Jak zawsze nie zmieściło sie w jednej notce ;/ Ach, te limity. /Astoria
Gdy dziewczyna zniknęła z widoku odezwał się Drops.
- Hermiono, wiem, że to nie odpowiedni moment, ale zapytam Cię o to. Przyłączysz się do Zakonu Feniksa?
- Na pewno nie. Przez pana rodzice musieli mnie ukryć. Pan porwał Gin, a raczej Nathalie od jej prawdziwych rodziców. Jest pan taki tępy, że uwasza profesor, że będę w tym pożal się boże Zakonie? - Odpowiedziała.

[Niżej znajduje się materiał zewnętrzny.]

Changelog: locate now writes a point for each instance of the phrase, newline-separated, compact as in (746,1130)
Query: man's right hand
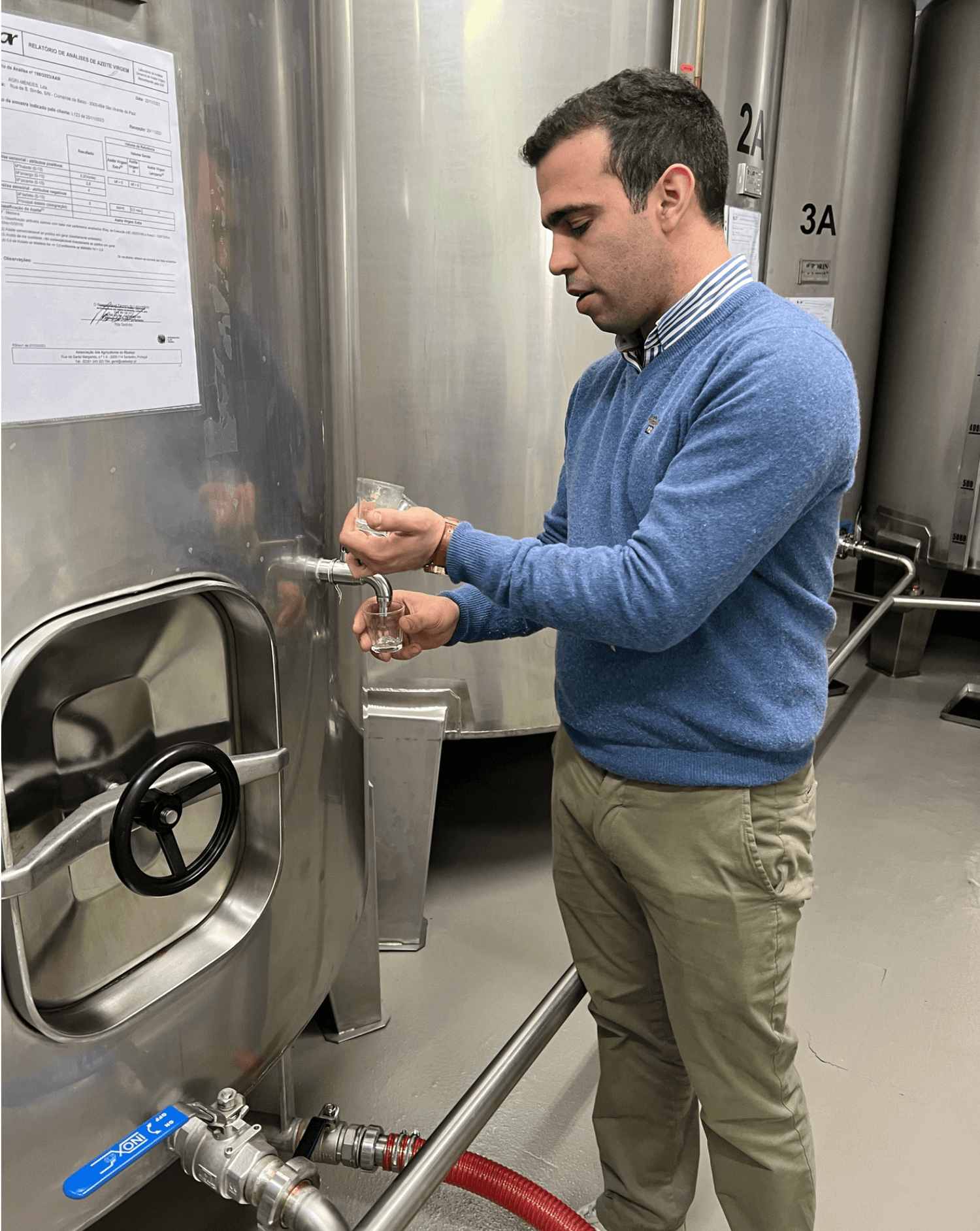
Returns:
(429,622)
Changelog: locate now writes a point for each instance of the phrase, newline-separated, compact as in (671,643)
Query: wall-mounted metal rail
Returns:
(399,1204)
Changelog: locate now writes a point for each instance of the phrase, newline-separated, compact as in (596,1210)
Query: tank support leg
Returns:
(353,1006)
(403,747)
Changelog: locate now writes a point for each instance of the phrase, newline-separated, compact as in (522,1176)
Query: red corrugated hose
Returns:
(497,1183)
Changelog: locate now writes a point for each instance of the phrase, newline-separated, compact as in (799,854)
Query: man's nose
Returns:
(563,257)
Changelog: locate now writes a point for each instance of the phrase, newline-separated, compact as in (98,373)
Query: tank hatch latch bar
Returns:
(90,825)
(97,1172)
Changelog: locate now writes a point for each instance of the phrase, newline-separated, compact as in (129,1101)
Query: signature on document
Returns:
(118,314)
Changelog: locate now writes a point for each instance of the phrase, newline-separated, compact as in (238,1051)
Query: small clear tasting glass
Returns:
(376,494)
(384,631)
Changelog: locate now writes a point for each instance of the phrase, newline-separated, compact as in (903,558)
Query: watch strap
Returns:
(437,564)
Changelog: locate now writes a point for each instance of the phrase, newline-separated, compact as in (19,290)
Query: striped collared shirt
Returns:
(692,308)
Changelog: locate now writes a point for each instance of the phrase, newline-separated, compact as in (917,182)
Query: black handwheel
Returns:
(160,812)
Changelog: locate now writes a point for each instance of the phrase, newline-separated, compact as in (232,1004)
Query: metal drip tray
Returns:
(88,700)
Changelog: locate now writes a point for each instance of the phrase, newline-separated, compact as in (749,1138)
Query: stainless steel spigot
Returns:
(218,1147)
(314,568)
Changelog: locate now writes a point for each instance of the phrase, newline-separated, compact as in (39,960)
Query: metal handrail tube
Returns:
(399,1204)
(911,602)
(887,602)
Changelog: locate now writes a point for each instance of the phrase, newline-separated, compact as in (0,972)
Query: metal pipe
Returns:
(911,602)
(314,568)
(700,43)
(399,1204)
(847,547)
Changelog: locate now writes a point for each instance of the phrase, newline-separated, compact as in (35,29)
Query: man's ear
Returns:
(674,195)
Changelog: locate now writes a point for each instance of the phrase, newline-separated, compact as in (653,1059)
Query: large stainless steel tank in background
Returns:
(739,47)
(469,348)
(813,96)
(845,84)
(925,453)
(115,1006)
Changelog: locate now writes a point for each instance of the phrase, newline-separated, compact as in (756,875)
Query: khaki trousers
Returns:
(681,908)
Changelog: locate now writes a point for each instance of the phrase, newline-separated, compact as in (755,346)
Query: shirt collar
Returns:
(700,302)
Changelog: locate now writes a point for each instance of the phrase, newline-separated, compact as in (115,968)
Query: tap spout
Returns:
(314,568)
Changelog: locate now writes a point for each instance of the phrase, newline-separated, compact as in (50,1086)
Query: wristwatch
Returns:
(437,564)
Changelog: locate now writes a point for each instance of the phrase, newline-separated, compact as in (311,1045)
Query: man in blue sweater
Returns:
(686,565)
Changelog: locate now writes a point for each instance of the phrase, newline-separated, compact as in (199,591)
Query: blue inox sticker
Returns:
(107,1165)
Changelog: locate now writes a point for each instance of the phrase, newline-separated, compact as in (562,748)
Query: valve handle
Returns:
(97,1172)
(160,812)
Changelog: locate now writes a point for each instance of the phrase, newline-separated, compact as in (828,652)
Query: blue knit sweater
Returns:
(687,568)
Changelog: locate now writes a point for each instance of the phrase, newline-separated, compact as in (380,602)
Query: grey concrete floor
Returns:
(885,991)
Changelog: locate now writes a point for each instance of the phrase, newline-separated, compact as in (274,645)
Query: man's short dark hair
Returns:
(654,118)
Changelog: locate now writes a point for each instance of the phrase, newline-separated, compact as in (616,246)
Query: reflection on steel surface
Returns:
(208,985)
(924,463)
(469,346)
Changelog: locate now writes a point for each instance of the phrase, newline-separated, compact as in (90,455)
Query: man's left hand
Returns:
(410,541)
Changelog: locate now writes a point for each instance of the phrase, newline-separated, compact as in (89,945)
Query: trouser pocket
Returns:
(777,830)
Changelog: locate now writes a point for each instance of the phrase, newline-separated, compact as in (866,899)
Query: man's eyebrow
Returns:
(559,216)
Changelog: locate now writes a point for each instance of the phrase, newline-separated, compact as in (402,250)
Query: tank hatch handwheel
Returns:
(159,812)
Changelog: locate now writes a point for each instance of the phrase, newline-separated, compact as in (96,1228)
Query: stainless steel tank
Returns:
(845,84)
(734,51)
(468,345)
(925,448)
(144,602)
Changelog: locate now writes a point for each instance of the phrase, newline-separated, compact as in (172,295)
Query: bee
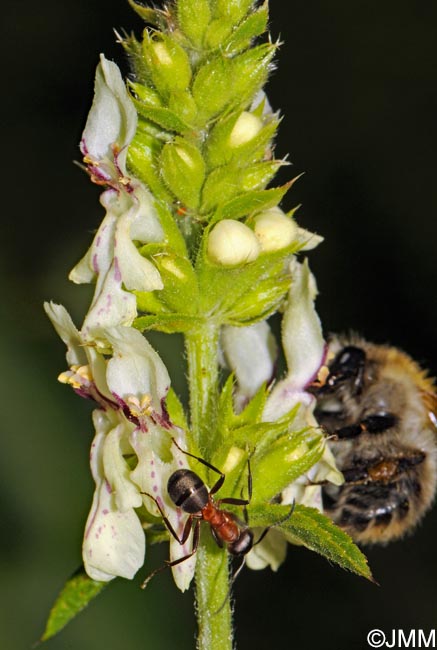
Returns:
(379,408)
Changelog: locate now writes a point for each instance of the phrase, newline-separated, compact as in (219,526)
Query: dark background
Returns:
(356,82)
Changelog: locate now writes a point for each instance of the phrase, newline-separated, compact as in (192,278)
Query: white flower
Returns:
(113,260)
(114,541)
(111,124)
(250,352)
(130,388)
(304,350)
(152,474)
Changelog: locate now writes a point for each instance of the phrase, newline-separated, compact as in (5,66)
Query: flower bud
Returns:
(168,64)
(183,170)
(231,242)
(245,129)
(193,19)
(274,230)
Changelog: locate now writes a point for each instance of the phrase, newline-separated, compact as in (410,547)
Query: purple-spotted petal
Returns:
(114,541)
(135,369)
(67,331)
(151,475)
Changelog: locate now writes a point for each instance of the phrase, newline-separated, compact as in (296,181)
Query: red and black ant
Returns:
(188,492)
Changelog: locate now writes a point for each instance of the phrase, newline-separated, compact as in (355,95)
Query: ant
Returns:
(188,492)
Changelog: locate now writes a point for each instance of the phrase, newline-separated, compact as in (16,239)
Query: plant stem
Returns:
(202,349)
(213,607)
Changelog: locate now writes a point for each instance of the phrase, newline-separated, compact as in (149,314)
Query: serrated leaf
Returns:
(254,25)
(254,201)
(154,17)
(162,116)
(167,323)
(78,591)
(307,526)
(283,461)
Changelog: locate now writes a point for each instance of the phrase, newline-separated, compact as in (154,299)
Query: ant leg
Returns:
(171,563)
(171,530)
(241,502)
(277,523)
(216,487)
(233,579)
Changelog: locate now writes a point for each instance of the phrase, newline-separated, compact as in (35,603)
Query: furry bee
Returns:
(380,408)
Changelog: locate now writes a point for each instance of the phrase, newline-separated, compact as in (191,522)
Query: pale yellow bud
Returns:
(162,54)
(274,230)
(231,242)
(246,127)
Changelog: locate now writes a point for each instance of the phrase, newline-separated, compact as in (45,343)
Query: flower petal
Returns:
(302,337)
(117,471)
(250,352)
(67,331)
(151,475)
(112,120)
(114,541)
(135,368)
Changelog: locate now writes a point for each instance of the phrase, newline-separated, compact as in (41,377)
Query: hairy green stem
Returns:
(212,573)
(213,607)
(202,348)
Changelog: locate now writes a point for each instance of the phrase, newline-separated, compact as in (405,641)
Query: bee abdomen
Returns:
(375,512)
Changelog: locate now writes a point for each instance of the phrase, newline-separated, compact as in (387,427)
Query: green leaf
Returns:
(78,591)
(254,25)
(162,116)
(307,526)
(167,323)
(176,410)
(254,201)
(154,17)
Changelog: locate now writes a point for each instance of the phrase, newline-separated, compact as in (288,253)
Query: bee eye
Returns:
(379,422)
(348,362)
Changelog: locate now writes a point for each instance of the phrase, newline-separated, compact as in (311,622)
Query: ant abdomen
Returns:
(187,491)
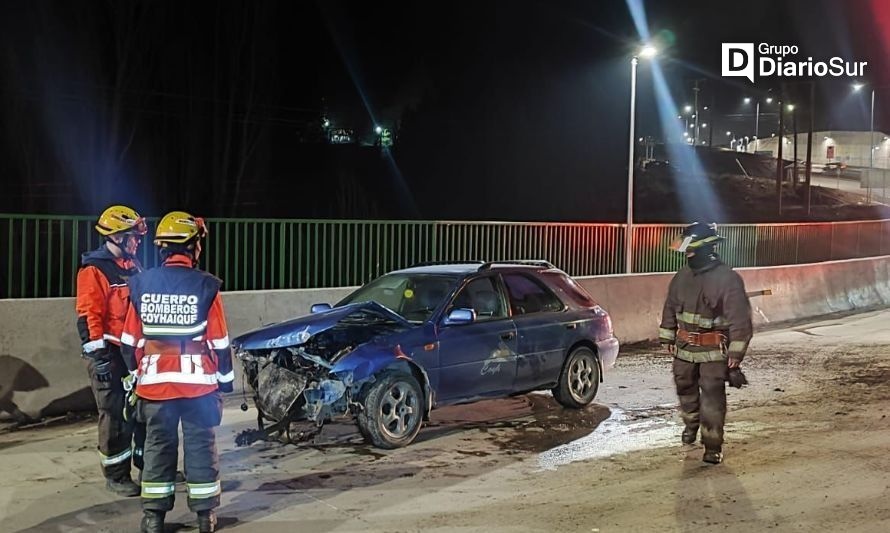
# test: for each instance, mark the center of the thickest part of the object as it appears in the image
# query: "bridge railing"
(39, 255)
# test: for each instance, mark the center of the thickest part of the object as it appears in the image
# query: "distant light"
(648, 51)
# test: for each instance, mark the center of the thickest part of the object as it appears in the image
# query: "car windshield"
(413, 296)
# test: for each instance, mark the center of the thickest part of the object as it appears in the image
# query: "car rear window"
(567, 287)
(528, 295)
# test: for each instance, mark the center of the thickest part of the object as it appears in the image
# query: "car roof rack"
(434, 263)
(543, 263)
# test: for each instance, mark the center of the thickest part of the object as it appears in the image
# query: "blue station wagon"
(428, 336)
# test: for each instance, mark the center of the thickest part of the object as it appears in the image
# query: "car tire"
(392, 410)
(579, 379)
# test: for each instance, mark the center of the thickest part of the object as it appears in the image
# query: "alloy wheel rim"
(581, 378)
(398, 410)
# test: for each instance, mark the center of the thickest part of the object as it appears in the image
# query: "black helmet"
(698, 235)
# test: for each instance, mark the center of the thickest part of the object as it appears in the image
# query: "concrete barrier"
(42, 373)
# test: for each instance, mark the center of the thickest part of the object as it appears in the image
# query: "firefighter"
(706, 325)
(176, 347)
(101, 306)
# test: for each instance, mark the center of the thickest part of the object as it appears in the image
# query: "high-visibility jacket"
(711, 298)
(102, 297)
(175, 336)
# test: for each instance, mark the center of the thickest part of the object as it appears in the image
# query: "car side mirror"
(319, 308)
(460, 316)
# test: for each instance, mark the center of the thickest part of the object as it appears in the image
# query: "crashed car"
(429, 336)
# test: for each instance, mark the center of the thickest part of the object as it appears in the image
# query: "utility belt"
(707, 339)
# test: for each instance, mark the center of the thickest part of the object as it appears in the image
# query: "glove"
(99, 354)
(736, 378)
(130, 404)
(102, 368)
(129, 381)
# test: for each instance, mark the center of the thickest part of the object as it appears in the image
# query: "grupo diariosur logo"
(782, 61)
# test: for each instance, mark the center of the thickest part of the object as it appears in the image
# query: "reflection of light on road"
(621, 433)
(617, 434)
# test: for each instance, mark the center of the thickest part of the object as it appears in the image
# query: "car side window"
(528, 295)
(481, 295)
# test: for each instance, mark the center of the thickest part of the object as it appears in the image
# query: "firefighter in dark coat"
(706, 325)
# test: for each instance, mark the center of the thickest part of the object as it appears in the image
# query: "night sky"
(502, 110)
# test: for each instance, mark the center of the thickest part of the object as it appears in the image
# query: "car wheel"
(392, 410)
(579, 380)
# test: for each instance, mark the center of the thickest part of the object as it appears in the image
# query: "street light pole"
(757, 125)
(628, 229)
(871, 135)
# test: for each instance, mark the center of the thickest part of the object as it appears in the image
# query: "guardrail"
(42, 253)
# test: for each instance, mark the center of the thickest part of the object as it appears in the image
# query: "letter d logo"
(738, 60)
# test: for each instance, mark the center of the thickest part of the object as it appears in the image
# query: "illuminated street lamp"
(647, 51)
(871, 135)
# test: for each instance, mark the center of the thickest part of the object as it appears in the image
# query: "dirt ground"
(806, 450)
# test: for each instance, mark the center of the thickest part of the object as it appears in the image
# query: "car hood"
(297, 331)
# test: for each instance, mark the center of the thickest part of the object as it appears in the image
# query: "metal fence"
(42, 253)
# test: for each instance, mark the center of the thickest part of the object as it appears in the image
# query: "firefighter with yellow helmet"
(101, 305)
(176, 346)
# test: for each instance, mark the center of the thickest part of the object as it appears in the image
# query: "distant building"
(849, 148)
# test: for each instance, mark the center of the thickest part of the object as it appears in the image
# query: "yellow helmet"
(179, 227)
(120, 219)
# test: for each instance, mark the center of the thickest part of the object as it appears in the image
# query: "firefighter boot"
(206, 521)
(152, 522)
(123, 486)
(713, 456)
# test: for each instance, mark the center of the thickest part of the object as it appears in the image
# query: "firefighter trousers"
(120, 441)
(198, 416)
(701, 388)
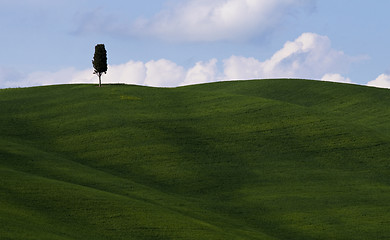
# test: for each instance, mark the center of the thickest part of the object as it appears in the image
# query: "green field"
(268, 159)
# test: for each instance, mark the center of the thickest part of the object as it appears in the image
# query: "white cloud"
(202, 72)
(335, 77)
(309, 56)
(382, 81)
(163, 73)
(215, 20)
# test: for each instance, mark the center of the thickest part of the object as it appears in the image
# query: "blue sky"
(178, 42)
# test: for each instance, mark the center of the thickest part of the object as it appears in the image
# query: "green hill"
(269, 159)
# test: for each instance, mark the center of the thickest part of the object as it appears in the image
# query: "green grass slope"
(269, 159)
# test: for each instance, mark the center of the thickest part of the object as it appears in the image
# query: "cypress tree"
(99, 61)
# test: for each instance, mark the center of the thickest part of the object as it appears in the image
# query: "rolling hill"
(266, 159)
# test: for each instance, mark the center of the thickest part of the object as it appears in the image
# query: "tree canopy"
(99, 61)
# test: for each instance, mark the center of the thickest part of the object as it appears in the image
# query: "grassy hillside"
(269, 159)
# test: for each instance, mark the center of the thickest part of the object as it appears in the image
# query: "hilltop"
(266, 159)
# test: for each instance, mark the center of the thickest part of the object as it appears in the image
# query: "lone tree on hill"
(99, 61)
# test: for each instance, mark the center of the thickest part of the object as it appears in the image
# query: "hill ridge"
(267, 159)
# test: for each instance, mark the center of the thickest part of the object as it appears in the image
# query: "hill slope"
(269, 159)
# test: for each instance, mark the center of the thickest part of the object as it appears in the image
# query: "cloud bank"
(310, 56)
(383, 81)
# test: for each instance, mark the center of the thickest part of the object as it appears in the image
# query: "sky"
(169, 43)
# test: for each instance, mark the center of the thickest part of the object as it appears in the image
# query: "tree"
(99, 61)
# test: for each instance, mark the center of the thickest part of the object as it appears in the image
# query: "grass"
(269, 159)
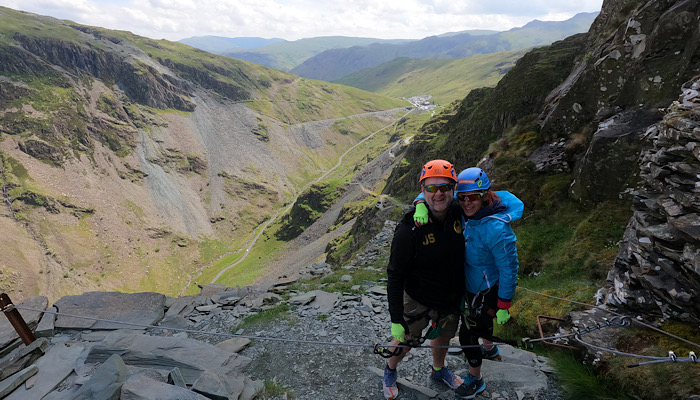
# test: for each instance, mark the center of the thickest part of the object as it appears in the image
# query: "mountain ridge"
(334, 64)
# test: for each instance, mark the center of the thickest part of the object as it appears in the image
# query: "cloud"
(294, 19)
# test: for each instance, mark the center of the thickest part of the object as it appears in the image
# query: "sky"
(297, 19)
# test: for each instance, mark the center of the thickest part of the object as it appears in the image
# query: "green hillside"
(287, 55)
(445, 80)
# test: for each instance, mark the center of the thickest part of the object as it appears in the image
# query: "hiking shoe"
(493, 354)
(447, 377)
(471, 387)
(389, 384)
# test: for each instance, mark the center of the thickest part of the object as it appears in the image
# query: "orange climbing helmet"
(436, 168)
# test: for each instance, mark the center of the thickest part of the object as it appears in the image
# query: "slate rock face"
(658, 267)
(632, 65)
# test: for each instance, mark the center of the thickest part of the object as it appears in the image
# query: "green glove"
(421, 214)
(502, 316)
(397, 331)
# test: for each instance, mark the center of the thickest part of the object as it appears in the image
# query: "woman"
(491, 267)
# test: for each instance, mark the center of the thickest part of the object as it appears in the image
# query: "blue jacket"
(490, 253)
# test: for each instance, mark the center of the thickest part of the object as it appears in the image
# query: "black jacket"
(428, 263)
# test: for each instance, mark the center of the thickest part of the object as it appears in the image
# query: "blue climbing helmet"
(472, 179)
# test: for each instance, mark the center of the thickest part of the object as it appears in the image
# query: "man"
(426, 276)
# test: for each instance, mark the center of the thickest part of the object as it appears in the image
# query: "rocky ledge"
(147, 346)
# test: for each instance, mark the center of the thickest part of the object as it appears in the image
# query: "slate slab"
(22, 357)
(138, 308)
(419, 392)
(12, 382)
(54, 367)
(46, 326)
(141, 387)
(190, 356)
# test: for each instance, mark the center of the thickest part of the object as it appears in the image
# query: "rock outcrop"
(638, 53)
(658, 267)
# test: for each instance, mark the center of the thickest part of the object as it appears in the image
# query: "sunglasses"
(471, 197)
(445, 187)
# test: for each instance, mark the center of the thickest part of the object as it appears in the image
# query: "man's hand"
(420, 216)
(502, 316)
(398, 331)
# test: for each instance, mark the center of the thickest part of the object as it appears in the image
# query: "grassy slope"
(445, 80)
(89, 256)
(287, 55)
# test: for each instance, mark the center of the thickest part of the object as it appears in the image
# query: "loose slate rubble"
(93, 359)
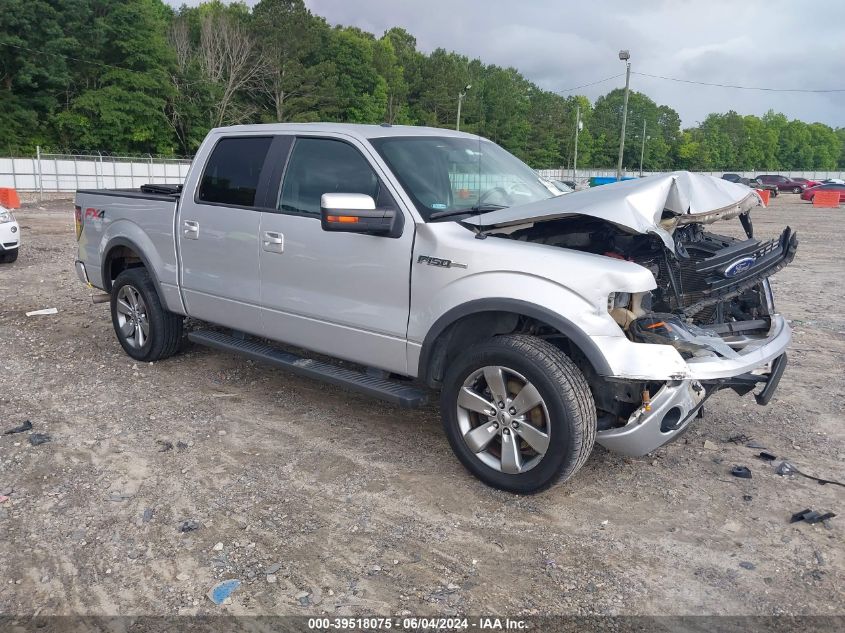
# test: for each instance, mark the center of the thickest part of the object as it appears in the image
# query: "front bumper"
(10, 236)
(676, 404)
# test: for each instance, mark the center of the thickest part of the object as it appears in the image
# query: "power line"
(704, 83)
(76, 59)
(593, 83)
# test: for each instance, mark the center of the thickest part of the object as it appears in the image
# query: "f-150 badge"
(440, 263)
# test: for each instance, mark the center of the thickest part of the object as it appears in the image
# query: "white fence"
(46, 173)
(582, 175)
(51, 173)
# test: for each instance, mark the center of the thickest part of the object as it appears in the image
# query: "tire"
(564, 422)
(163, 332)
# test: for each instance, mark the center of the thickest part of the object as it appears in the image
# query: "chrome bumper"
(669, 413)
(676, 404)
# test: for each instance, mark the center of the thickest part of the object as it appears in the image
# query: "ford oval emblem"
(738, 267)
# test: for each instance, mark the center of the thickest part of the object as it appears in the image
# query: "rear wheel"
(145, 330)
(518, 413)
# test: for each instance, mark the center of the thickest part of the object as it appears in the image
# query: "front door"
(218, 235)
(341, 294)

- No cóż.. Jednak droga wolna. Zawsze możesz się do nas przyłączyć. Chyba, że już należysz do Śmierciożerców. - Odpowiedział złowrogo dyrektor.
- Nie należę i nie będę do nich należała, tak samo z Zakonem. - Widząc, że Ginny schodzi po schodach powiedziała jeszcze. - My już musimy iść,żegnam.
Gdy próbowały wyjść Molly złapała Ginny za rękę i łkając rzekła :
- Ginny złotko, zostań z nami. Chyba nie chcesz z nią iść? To przecież córka Sama Wiesz kogo.. Nie zostawiaj nas. Przecież to my Cię wychowaliśmy, a nie Malfoy'owie.
- Może i wy, ale przez całe życie mnie oszukiwaliście. - Powiedziała i wyrwała rękę i płacząc wyszła z domu. Za nimi Snape i Ślizgoni. Zdenerwany Harry odezwał się po raz pierwszy :
- JAK WY TAK MOŻECIE!? PRZEZ TE SZEŚĆ LAT BYŁYŚCIE NAJWAŻNIEJSZYMI DZIEWCZYNAMI W MOIM ŻYCIU! MOIMI PRZYJACIÓŁKAMI! JAKIM CUDEM JESTEŚCIE CÓRKAMI, MOICH WROGÓW?! NIENAWIDZĘ WAS! - Mówiąc to wymierzył różdżkę w Ginny, krzyknął jeszcze - Sestumcio.
Zielono-czerwony promień niebezpiecznie zbliżał się w stronę zapłakanej dziewczyny, gdy..
*Septumcio - zaklęcie wymyślone przeze mnie. Jest to połączenie Crucio i Sectumsepry.